Prelude - Movement 1
Interlude
Movement 2 - Postlude - Movement 3

This work was commenced during my residency in the Peggy Glanville-Hicks Composers' House, in the second half of 1996.

In some ways the piece might aptly be described as a 'chamber concerto', both because of the considerable degree of ensemble virtuosity it demands, and because of its focus on the contrast between soloistic and ripieno writing. In each of the three main (numbered) movements, three of the players are treated as a concertino group, and played off against the other six, although the exact nature of the interaction varies considerably. Movement 1 begins with an extended dialogue for oboe, cello and harp, in which the other instruments join only gradually. Movement 2 reverses this procedure, starting with a dry ensemble texture occasionally interrupted by more sustained gestures from piccolo, viola and piano, and culminating in a cadenza for the piano alone. In Movement 3 the concertino (bass clarinet, violin and percussion) starts as part of the tutti, later detaching itself to proceed as a separate layer, largely independent of the conductor.

Like much of my music, La mer aux miroirs crevés starts out with a fairly strict background structure, in this case deriving entirely from the grouping of the nine instruments into trios (not only by movement as outlined above, but also by timbre - piano+percussion+harp/three woodwind/three strings; register - high/middle/low; and spatially across the stage). However, as the work progresses, the structural control becomes looser, a tendency reflected as much in the music's surface character as in the details of its construction. For example, Movement 2 is much more anarchic and expressive than Movement 1, and the relaxed atmosphere of the Postlude is no more than a pale reflection of the convulsive urgency of the Prelude. The final movement brings a complete breakdown: the fairly precise symmetry of the work's first five sections is exploded, the music escapes from the tyranny of the barline, and the integrity of the ensemble itself is breached with the departure of one player from the stage.

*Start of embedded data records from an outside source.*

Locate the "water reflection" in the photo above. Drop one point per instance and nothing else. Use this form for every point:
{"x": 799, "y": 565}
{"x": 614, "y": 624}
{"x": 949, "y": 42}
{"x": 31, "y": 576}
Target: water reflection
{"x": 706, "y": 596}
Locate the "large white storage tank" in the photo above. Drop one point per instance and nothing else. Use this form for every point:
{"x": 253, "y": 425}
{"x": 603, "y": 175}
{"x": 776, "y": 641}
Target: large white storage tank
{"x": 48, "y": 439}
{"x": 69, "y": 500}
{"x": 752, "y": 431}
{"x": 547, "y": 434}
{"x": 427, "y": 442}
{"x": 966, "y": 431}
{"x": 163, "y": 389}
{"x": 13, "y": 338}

The title - 'the sea of burst mirrors' - is taken from a poem by Paul Éluard, and did not arrive until after the composition process was complete. Hence it has no programmatic significance; rather, it reflects something of the turbulence and violence of much of the music, as well as the underlying process of disintegration.

Work Details

Year: 1996

Instrumentation: Piccolo (doubling flute), bass clarinet (doubling E flat clarinet), oboe (doubling oboe d'amore), piano, harp, percussion, violin, viola, cello.

Duration: 23 min.

Difficulty: Advanced

Commission note: Composition made possible through the assistance of the Peggy Glanville-Hicks Composers' Trust

Performances of this work

3 May 96: Newcastle Conservatorium Hall. Featuring Roland Peelman, Hunter Sinfonietta.